The idea is that when processing ERO and generating segment lists, we don’t write the actual SID right away, just some metadata of what type of SID is required, from which node or link, from which node to use SRGB (if it’s different) etc. This is the struct I use:
pub struct SlStructureElement { pub af: String, pub lan_segment: bool, pub link_route_key: Option<String>, pub next_node: String, pub next_sid: String, pub sid_type: String, pub suggested_anycast_sid: Option<PrefixSidSubObject> }
If ECMP is used, the algorithm checks ECMP nodes for anycast SID eligibility:
- Does anycast SID exist on all ECMP nodes (and only on them)?
- After ECMP that – does the path converge on one node, or is there more ECMP (check recursively)
- If there is more ECMP – do all nodes have the same SRGB?
There are a few more checks but this is the idea. If all conditions are satisfied, we can replace prefix SID with anycast SID. The last step is to deduplicate the structure, which hopefully will result in just one segment list.
Anycast SID is especially useful in multi-domain topologies:
In multi-domain designs (e.g. Seamless MPLS), anycast SID provides load balancing and resiliency and is one of the reasons to prefer SR over LDP or RSVP.

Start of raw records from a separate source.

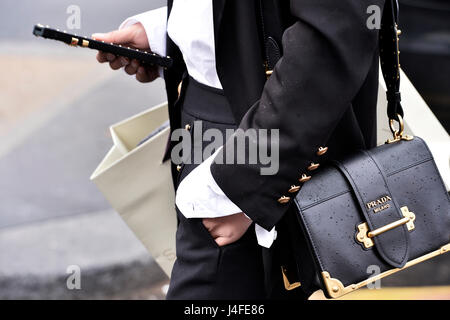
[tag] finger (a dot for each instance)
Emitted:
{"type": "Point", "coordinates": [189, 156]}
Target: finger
{"type": "Point", "coordinates": [208, 223]}
{"type": "Point", "coordinates": [131, 69]}
{"type": "Point", "coordinates": [117, 36]}
{"type": "Point", "coordinates": [147, 74]}
{"type": "Point", "coordinates": [110, 57]}
{"type": "Point", "coordinates": [143, 75]}
{"type": "Point", "coordinates": [101, 57]}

Vendor implementations of ECMP and anycast SID
From my lab testing results, vendors can generate some basic segment lists which are mostly ok in basic topologies, but break when I introduce ECMP. In slightly non-conventional topologies, the generated segment lists are wrong and don’t satisfy the specified constraints. As I haven’t seen the code of Cisco or Juniper, but presume they reused the logic from RSVP-TE and that doesn’t work well for SR-TE.
As for anycast, I tried to enable anycast-sid-inclusion on IOS-XR but it didn’t work in the topology where anycast can be obviously used. My assumption is that it was developed for a specific use case in a specific topology and does not work in all topologies.
Conclusion
It seems that Traffic Dictator is currently the only SR-TE implementation that is fully ECMP and anycast aware. In a basic topology, probably any router/controller would generate the same segment list, but it’s better to have a controller that guarantees the path that will satisfy the given constraints in every topology.
What can happen with other implementations, especially in a complex topology with a lot of ECMP, is that you configure an SR-TE policy with some constraints, but the router/controller generates a segment list that doesn’t entirely satisfy that constraint, and part of the traffic goes to different links, which can lead to suboptimal routing and congestions.
Whichever SR-TE implementation you are using, it’s a good idea to test different policy types in your network topology and understand the limitations, so there will be no surprises when traffic suddenly takes a path different than the configured constraints.